Cancel culture arrived on the coattails of the greatly-exaggerated “Me Too” movement. It began to gain real strength when the Jews and the leftists realized, circa 2017, that Donald Trump was not only popular with conservative White people, but extremely popular with those White people, to a degree never seen before in American politics. White people tolerated, and sometimes even liked, other politicians, but they loved Trump. He was more popular than pizza and ice cream combined. At several Trump rallies, the crowds actually chanted to Trump: “we love you!” That was politically unprecedented (even Reagan didn’t get that kind of special treatment), and it was scary to the Jews, who are very sensitive to, and very paranoid about, White, populist leaders who could potentially lead a huge movement of populist White people (which is exactly what Trump did). Trump acted way too much like a 1930s populist for the comfort of the Jews and the leftists, especially when he criticized Mexicans (i.e., illegal aliens) as being criminals and rapists on the very same day that he announced his candidacy. That’s how cancel culture began, and why it’s still going strong today. It’s an attack on Trumpism (again, White, right-wing populism). It should be called “cancel Trump culture” instead.
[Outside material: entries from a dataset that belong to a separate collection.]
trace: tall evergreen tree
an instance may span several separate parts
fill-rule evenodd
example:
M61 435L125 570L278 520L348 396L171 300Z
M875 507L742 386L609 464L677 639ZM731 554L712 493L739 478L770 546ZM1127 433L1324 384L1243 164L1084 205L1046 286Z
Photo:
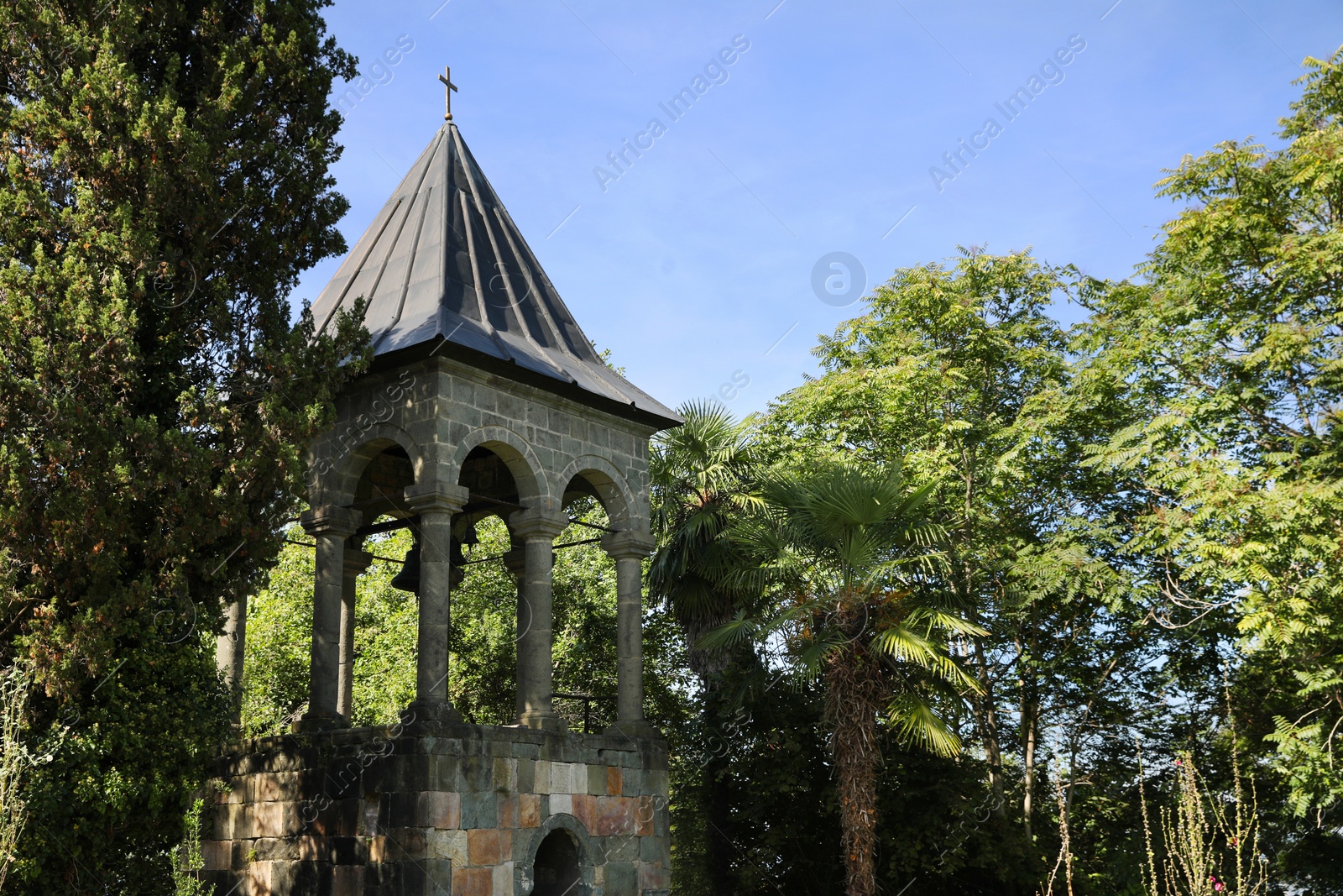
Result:
M322 0L0 7L0 600L38 682L11 883L164 892L227 727L222 606L257 587L305 442L364 360L290 322L344 249Z

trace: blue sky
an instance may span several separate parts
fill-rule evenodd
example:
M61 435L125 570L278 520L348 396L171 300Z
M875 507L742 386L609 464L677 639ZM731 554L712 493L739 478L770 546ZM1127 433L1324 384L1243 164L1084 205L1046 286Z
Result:
M665 403L737 414L814 372L860 281L958 244L1129 275L1175 211L1162 169L1273 145L1300 60L1343 43L1336 0L337 0L328 23L372 85L333 172L351 244L442 124L450 64L454 121L588 337ZM647 148L616 168L624 140Z

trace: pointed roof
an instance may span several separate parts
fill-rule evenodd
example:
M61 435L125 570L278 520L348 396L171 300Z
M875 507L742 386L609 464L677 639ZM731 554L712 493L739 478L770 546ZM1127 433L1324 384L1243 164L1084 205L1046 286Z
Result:
M317 324L361 296L377 365L442 349L659 429L681 422L598 357L451 121L313 304Z

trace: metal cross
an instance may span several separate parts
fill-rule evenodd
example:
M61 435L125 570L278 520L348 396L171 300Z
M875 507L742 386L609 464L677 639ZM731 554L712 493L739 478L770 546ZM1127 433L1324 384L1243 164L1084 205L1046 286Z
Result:
M453 91L457 90L457 85L453 83L453 70L443 66L443 74L438 79L443 82L443 121L453 121Z

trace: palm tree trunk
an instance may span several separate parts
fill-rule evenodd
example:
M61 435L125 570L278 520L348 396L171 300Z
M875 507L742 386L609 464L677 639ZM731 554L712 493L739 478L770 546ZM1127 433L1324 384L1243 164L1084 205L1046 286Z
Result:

Had Trump lost the 2016 election, cancel culture would have never become “a thing.” (Indeed, the theft of the 2020 federal election is very much connected to cancel culture and was all about the fear of a second Trump presidential term, and, no doubt, a fear that Trumpism could spread to Europe, which it kinda did [think Brexit; there is also currently a Frexit movement in France]).